Thursday, September 19, 2013

Who wants to be like Dorian Gray?

It is an intriguing plot, though I have not read the novel. I was reminded of Oscar Wilde's The Picture of Dorian Gray when I read again an article I wrote for Woman Today magazine.

Beauty products and cosmetic procedures are at an all-time high as far as marketing and advertising are concerned. Not only do women (and men, but to a lesser extent) seem unhappy with the way they look, but  the underlying message in many advertising campaigns seems to be one of self-fulfillment, wholeness, and head-turning gorgeous looks as the result of snapping up this product or availing of that procedure.

Regardless of beauty creams, makeup techniques and anatomy-enhancing procedures, here's something worth considering when it comes to the kind of beauty that outlasts the longest warranty for any promise of beauty in a jar, tube, syringe or scalpel.








When forgiveness restores your inner glow
Next time someone remarks on your eyebags or your scowl or on how you seem to have aged, don’t scoot over to the dermatologist just yet. Try a little reflection to see if guilt, anger, and holding on to grudges are wreaking havoc on your looks.

By DIANA UICHANCO

Imagine being sympathetically told “You look tired” when you’re not tired at all, or being asked “Napuyat ka?” when you’re actually starting the day after a full night’s rest (and when what you really want to hear is “pumayat ka?”). When someone chides you with “Bawal nakasimangot dito!” it’s time to face the fact that whatever is bothering you is showing on your face.

Many times such obvious signs of distress are caused by negative situations that remain unresolved. You probably don’t need anyone telling you that since you’ve experienced it many times. But are you aware that one of the most common factors in unresolved matters is the issue of forgiveness? Much has been said about the need to forgive, about how holding on to a grudge hurts the offended party more than it does the offender. “Refusing to forgive someone is like drinking poison, and waiting for the other person to die,” goes the saying.

On the other hand, have you ever stopped to consider that refusing to apologize for your mistake can have a similar effect? It could be something seemingly petty like “forgetting” to return the 100 bucks you borrowed from a friend, or something with more serious consequences as inventing grave accusations against a colleague.

Whatever the case, refusing to admit a wrongdoing -- and withholding an apology when it is due -- influences a person’s well-being. Unfortunately, this internal conflict finds its way into your appearance, and the result is not exactly a shining example of fresh, natural beauty. In contrast, dealing squarely with the issue and making amends with the person you offended not only restore your peace of mind but boost your good looks as well.

Reduced internal conflict = more relaxed, looks younger
“With reduced stress and internal conflict, a person will end up looking more relaxed, more alive, younger. And what I've seen is that.. women are more relaxed, the shoulders are less tense, and the anger is gone [after the admission of guilt]. They’re beaming, not appearing stressed anymore, parang may glow, because even only admitting the responsibility to me or to one other person, is a big deal,” says Gabby Dy-Liacco, Ph.D, a psychotherapist who specializes in cases of broken relationships and broken people.

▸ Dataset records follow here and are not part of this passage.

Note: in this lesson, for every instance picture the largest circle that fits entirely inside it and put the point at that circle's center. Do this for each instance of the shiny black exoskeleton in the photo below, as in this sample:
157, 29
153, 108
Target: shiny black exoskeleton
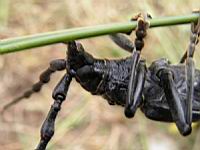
164, 92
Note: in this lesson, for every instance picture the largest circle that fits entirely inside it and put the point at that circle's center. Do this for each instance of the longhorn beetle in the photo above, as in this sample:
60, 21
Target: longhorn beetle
163, 91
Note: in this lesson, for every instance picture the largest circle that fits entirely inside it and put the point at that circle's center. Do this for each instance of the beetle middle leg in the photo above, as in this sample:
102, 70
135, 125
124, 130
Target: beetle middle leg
138, 70
59, 95
181, 111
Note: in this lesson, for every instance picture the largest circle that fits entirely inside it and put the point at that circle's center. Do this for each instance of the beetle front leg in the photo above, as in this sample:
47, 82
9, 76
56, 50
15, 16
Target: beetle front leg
59, 95
174, 101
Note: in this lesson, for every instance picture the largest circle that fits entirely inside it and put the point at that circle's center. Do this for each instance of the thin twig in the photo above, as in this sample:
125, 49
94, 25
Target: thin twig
37, 40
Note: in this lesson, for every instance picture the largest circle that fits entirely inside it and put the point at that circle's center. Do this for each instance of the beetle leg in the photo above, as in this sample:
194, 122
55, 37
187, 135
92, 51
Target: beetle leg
135, 91
174, 102
131, 102
195, 28
190, 69
55, 65
122, 41
59, 95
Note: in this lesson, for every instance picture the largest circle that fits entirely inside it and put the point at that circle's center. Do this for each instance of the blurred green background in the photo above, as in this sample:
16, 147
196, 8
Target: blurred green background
85, 122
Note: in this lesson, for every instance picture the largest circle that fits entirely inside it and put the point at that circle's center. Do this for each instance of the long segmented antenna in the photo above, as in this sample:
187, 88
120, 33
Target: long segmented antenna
55, 65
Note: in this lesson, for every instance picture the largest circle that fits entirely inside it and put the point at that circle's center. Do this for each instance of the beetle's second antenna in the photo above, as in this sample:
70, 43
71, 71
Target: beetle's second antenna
55, 65
137, 78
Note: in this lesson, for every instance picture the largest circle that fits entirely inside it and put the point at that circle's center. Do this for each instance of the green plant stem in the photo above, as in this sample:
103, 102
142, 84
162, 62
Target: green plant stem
37, 40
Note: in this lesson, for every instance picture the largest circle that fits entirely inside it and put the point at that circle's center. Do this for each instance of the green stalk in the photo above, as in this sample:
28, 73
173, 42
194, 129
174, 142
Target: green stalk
37, 40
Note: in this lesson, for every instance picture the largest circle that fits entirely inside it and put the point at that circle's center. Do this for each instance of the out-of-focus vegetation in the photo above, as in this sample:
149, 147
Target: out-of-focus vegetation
85, 122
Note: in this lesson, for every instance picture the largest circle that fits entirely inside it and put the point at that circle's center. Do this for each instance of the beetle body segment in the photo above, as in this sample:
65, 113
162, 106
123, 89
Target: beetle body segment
110, 79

“Otherwise, the shoulders are always hunched, it's like the person is always ready for defense, looks angry. Also, before the admission of guilt, the person is angry, experiences self-pity or sadness. This really affects the person, and it shows on the face,” he adds.

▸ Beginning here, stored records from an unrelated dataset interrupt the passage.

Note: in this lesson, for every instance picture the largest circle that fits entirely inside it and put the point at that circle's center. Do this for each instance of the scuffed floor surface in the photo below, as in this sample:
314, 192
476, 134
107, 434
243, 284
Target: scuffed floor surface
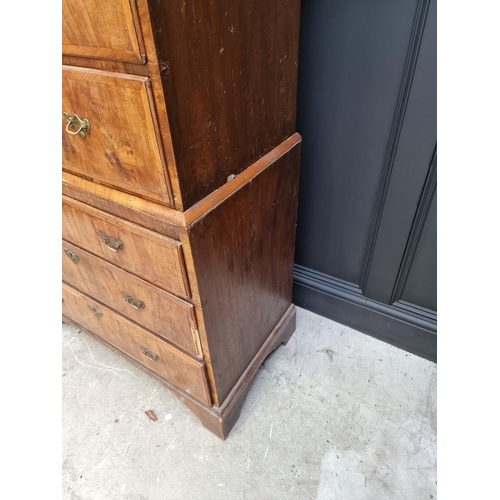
335, 414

Needless to say, psychological stress has a bearing on the body’s overall health, which in turn manifests itself in the person’s looks. The emotional turmoil which may result from an unresolved argument, for example, can be a source of stress that in turn robs a woman of her peace.

“When a person has difficulty resolving an inner conflict, conflicted siya about being remorseful about something she did pero di niya maayos-ayos, that's a source of psychological stress. That has an effect on the body,” the counselor explains.

The rewards of forgiveness
There’s another saying that goes like this: “To forgive is to set a prisoner free and discover that the prisoner was you.” According to Dr. Dy-Liacco, recognizing one’s mistake and asking for forgiveness have the same liberating consequence. What happens is that where the woman is aware that she has done something wrong, she “remains stuck” and always feels somewhat “held back” until she acknowledges the truth and is truly sorry for the misdeed.

“It frees a person,” the psychotherapist says, when asked what admitting a wrongdoing and apologizing to the one who was hurt, does. “A large part of the healing will be on the admission [of guilt] and the asking for forgiveness.”

Doesn’t healing in one form or another translate to being at peace? And doesn’t being at peace and experiencing real joy give a woman that inner glow and quiet confidence? Hence, the next time someone asks you “Napuyat ka?” make sure it’s really because you just didn’t get enough rest and not due to some unresolved conflict that’s nagging at you. If indeed it’s a case of the latter, how about aiming for a little reflection to see if all you need to do is offer someone an apology to put that conflict to rest and restore your beautiful glow?